Michael Lauber: C'est un problème sérieux, mais il faut définir ce qu'est le «crime organisé». Pour moi, il s'agit de l'utilisation de l'infrastructure, notamment financière, de la Suisse pour blanchir de l'argent. Les structures mafieuses utilisent la Suisse et d'autres pays comme plates-formes logistiques. Mais ce phénomène touche différemment des cantons comme Zurich ou Fribourg. A Zurich, l'importance de la place financière permet de déplacer des sommes d'argent, de les blanchir en se fondant dans la masse des transactions. Fribourg est plutôt un endroit où l'on peut implanter des sociétés, utiliser les services d'avocats, en profitant du faible nombre de spécialistes du crime organisé au sein de la police et de la justice.

– Les moyens de lutte contre le crime organisé sont-ils vraiment plus faibles à Fribourg qu'ailleurs?

– Fribourg n'est pas du tout le seul canton concerné, il appartient plutôt à une catégorie de cantons de taille moyenne où, effectivement, il y a beaucoup moins de moyens qu'à Zurich ou à Genève, parce que les autorités pensent qu'elles sont moins concernées. Il n'y a pas de morts dans la rue, l'action du crime organisé ne se voit pas, il est donc très difficile de susciter une pression politique pour constituer des moyens de lutte contre les réseaux criminels. Les juges sont peu nombreux, les policiers sont peu formés, et à cela s'ajoute un problème commun à toute l'Europe: les structures policières et judiciaires, qui sont basées sur des territoires et qui sont imprégnées d'une mentalité locale, réagissent parfois trop lentement à ce phénomène global qu'est le crime organisé. Certains cantons n'ont simplement pas conscience du fait qu'une partie de l'action se déroule chez eux. Fribourg fait partie des cantons qui ont essayé de mener des enquêtes au sujet de la criminalité organisée, ils ont consacré des moyens à cela. Il est difficile de dire si les résultats sont satisfaisants, mais cet effort, en lui-même, témoigne déjà d'une volonté extraordinaire. Evidemment, si le climat au sein des autorités chargées de la lutte n'est pas coopératif, on ne peut pas aller très loin. Lorsque l'on traite des informations super-confidentielles, il faut un climat de confiance absolue.

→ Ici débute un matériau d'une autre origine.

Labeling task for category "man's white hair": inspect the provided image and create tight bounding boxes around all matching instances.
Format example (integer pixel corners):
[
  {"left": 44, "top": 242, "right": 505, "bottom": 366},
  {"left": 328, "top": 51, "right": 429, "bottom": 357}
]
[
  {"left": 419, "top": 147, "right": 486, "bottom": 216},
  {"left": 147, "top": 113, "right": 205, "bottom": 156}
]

– La centralisation prochaine des moyens de lutte contre le crime organisé au niveau fédéral est-elle une bonne chose?

– Le fait de centraliser les moyens à l'échelle nationale est très positif. Reste à voir comment la réforme sera appliquée. La répartition des dossiers existants dans la nouvelle structure, le recrutement de nouveaux spécialistes seront des tâches très importantes et difficiles.

– Et vous, pourquoi êtes-vous parti?

– Lorsque l'on lutte contre le crime organisé, contre les top shots, on a besoin des informations de tous les autres secteurs de l'administration: l'Office des réfugiés, le Secrétariat d'Etat à l'économie, les Affaires étrangères, les services de renseignement militaires. Cet échange n'était pas assez développé et cela a été un facteur important dans ma décision.

Interrogé hier soir par le Téléjournal, qui reprenait les éléments de notre enquête sur l'affaire «mafia russe», Jürg Andres a affirmé qu'il allait déposer plainte pénale contre Le Temps. Cet homme d'affaires était le principal contact en Suisse du Géorgien Vladimir Beniachvili, à qui les juges fribourgeois se sont intéressés de près. Quant au conseiller d'Etat Claude Grandjean, il a déclaré «qu'une seule affaire» ne permet pas de conclure que Fribourg est infiltré par la mafia, admettant simplement que «le Russe» de cette affaire «semblait brasser pas mal d'argent».